『LEC バルサン Presents KING OF GATE 2022』東京・後楽園ホール(2022年6月2日)
優勝決定戦 ○吉岡勇紀vs箕浦康太×

 吉岡が歓喜のKING OF GATE初制覇。ドリームゲート王座獲りに照準を合わせると、「俺にはDRAGONGATEの先頭に立って引っ張る覚悟があります」と決意をあらわにした。一方、箕浦は悔しい2年連続の準優勝に終わった。

 32選手出場のトーナメント形式で行われた今年のKING OF GATE。決勝は本戦シングル初対決となる吉岡と箕浦のフレッシュな顔合わせになった。吉岡は第2試合で行われた準決勝で元ドリームゲート王者のシュン・スカイウォーカーを破って決勝初進出。一方、箕浦は1回戦でKzyに敗れて早々に脱落したものの、ジェイソン・リー欠場により急きょ組まれた27人参加の時間差バトルロイヤルを制して敗者復活。準決勝では近藤修司を丸め込んで下し、昨年苦杯をなめた決勝戦に2年連続で駒を進めてきた。

 どちらが勝っても初優勝となる決戦はパワーの差を活かした箕浦ペースで幕開けした。劣勢が続いた吉岡だったが、ミサイルキックからトペコンヒーロにつなげて逆襲。

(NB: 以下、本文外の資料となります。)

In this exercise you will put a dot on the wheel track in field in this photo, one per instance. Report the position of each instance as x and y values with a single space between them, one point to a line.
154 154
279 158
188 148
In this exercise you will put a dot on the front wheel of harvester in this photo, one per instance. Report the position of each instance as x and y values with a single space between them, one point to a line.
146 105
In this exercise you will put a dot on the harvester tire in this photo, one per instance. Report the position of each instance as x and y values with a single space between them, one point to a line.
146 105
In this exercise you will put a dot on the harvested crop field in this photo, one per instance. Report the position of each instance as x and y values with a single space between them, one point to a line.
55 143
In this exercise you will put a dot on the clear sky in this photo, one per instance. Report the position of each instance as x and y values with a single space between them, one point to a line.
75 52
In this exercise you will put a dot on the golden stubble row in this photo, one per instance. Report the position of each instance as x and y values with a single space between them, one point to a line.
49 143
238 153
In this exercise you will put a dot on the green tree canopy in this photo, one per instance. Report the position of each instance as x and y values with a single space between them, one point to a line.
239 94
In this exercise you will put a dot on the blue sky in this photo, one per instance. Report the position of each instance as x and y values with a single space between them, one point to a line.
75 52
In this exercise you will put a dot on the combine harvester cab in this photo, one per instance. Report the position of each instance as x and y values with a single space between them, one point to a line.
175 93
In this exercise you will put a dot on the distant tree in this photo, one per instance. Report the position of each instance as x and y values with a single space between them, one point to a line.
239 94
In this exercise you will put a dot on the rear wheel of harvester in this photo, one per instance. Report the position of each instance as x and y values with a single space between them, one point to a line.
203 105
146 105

両腕をクロスさせての変型三角絞めで絞め上げる。箕浦はスープレックスを連発して猛チャージを見せるも、闘志が消えない吉岡はブレーンバスターで譲らず。フットスタンプから必殺のフロッグスプラッシュを狙ってコーナーに上がった。

 気づいた箕浦は雪崩式ダブルアームスープレックスで豪快に叩き落とし、ジャーマンスープレックスでたたみかけたものの、すぐさま立ち上がった吉岡もジャーマンを返して両者大の字に持ち込む。エルボー合戦でも2人は激しくせめぎ合うと、吉岡が急角度の水車落としを繰り出したが、止まらない箕浦は旋回式スクラップバスターから一気にR-301(旋回式ファルコンアロー)で勝負に出た。

 しかし、吉岡は意地のキックアウト。続くガングを切り返すと、得意のジャンピングラリアットで形成打開を果たす。K-ness.直伝のダークネスバスター、マスクマン時代の必殺技・インフェルノ(ダイブ式コードブレイカー)と怒とうの大技ラッシュ。そして、必殺のフロッグスプラッシュを投下し、3カウントをもぎ取った。

 吉岡がKING OF GATE初制覇を達成。キャリア6年目で初めてシングルの栄冠を掴んだ。一方、箕浦は昨年に続き悔しい決勝敗退に。肩を落として去っていく。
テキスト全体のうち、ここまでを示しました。